一ノ章 屋根裏の来訪者③


 翌朝、リディアが裏庭の掃除をしていると、外の通りをよろよろと歩いている人影が塀の隙間から見えた。

 リディアは普段ならば塀の隙間など気にしたことはない。何せ出入りの商人や郵便配達員を迎えるのが、他ならないこの裏庭にある小さな裏門だからだ。リディアと外界とを唯一つなぐこの場所は、日中であれば屋敷のあるじたちによって厳重に監視されているのである。

 だが今は夜明け前、まだ薄暗い早朝だ。屋敷の主たちは夜遅い時間に眠りに就き、昼前まで起きてこないのが常だから、この時間であれば誰にもとがめられない。その時間にたまたま塀の傍を、それも外の通りが見える程度のわずかな隙間のある辺りを掃除していて、たまたまそこを歩く人影が見えたことが、リディアには何だか妙に気に掛かった。

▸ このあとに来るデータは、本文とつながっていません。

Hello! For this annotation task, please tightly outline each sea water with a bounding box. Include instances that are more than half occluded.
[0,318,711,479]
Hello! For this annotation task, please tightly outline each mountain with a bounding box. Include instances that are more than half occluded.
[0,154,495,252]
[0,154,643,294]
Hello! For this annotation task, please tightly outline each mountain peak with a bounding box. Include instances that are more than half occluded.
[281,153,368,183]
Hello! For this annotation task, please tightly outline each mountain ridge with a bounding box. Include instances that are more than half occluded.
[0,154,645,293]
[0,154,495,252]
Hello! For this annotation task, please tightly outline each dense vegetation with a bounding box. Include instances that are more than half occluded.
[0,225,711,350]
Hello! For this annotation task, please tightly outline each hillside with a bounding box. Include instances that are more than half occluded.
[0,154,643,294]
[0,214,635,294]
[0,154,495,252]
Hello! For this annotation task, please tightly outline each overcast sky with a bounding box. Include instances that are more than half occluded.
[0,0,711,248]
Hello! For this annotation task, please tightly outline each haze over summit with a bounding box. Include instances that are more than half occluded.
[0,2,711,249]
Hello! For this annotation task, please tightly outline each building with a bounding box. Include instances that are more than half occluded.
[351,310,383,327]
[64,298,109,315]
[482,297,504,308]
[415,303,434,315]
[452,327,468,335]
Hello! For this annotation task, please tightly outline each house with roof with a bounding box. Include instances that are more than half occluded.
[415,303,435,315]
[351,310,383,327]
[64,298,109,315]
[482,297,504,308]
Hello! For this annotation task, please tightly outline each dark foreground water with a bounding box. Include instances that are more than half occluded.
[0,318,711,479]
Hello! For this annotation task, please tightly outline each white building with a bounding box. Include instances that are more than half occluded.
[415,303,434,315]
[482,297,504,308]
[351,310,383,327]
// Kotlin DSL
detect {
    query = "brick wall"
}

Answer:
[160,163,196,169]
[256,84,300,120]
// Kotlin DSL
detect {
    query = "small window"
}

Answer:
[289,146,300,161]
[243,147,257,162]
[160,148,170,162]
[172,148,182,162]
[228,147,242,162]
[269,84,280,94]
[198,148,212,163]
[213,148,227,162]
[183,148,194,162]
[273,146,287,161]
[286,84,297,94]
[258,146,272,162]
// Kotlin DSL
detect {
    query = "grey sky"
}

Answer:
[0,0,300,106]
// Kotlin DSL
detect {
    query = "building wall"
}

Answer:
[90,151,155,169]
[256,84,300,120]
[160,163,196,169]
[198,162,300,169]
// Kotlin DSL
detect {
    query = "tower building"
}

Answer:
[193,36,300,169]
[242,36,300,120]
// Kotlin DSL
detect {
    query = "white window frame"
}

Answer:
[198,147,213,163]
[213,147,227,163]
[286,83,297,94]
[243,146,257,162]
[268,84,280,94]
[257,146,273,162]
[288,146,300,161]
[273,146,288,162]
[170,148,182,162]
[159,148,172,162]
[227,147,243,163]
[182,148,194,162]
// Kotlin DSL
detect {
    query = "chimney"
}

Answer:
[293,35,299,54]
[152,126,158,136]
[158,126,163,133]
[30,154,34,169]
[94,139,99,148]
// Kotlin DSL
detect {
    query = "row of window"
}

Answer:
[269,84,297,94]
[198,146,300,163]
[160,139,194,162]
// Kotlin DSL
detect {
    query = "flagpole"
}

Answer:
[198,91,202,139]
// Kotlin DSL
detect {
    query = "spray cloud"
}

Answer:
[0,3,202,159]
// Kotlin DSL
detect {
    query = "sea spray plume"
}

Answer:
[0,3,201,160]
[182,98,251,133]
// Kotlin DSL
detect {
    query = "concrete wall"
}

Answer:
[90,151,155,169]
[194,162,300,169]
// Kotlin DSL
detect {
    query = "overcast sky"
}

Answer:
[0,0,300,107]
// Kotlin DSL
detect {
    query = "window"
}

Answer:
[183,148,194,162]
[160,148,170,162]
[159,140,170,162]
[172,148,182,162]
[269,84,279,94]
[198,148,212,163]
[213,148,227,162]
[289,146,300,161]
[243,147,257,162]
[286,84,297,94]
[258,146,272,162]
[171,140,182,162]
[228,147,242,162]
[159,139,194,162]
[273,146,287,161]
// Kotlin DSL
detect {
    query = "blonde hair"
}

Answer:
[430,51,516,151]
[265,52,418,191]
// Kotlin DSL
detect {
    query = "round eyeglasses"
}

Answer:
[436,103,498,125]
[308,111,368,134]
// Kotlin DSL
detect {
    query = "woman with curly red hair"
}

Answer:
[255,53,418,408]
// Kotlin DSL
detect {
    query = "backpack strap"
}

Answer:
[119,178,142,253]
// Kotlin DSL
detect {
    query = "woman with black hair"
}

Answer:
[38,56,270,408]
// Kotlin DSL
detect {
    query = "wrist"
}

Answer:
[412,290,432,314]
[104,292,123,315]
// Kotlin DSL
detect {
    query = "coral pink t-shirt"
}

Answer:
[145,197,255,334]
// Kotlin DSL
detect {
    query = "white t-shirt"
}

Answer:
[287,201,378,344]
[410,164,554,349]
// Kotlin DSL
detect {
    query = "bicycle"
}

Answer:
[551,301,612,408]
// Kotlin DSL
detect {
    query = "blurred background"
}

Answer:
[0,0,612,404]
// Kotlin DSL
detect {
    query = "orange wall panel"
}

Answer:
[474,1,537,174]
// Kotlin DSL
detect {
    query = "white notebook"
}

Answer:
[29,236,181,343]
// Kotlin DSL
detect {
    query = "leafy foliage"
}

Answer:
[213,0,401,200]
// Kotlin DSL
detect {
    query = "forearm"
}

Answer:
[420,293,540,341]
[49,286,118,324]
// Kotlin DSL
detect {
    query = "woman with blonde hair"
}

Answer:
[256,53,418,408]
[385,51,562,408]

 塀に身体を預けるようにして、そっと隙間をのぞいてみる。

 そこには一人の老婆が、足を引きずるようにして歩いていた。ひざかどこかの痛みに耐えながらなのか、かなり歩くのが難儀そうだ。足取りがいかにも危なっかしい。

 リディアはいても立ってもいられなくなって、思わず裏門の扉を開いた。いくら早朝といっても、たまたま起きてきた主たちに見つかるかもしれない、そうすれば自分はひどい罰を受ける。そのことに思い至ったのは、門を開いて老婆と目が合ってからだった。

 老婆はこちらを見て、少し驚いたような顔をした。屋敷を見上げ、そしてリディアに視線を戻す。ここがヒェリ・バーリの豪商の屋敷であることをきっと知っているのだろう。

 リディアは慌てて人差し指を唇にあて、声を潜める。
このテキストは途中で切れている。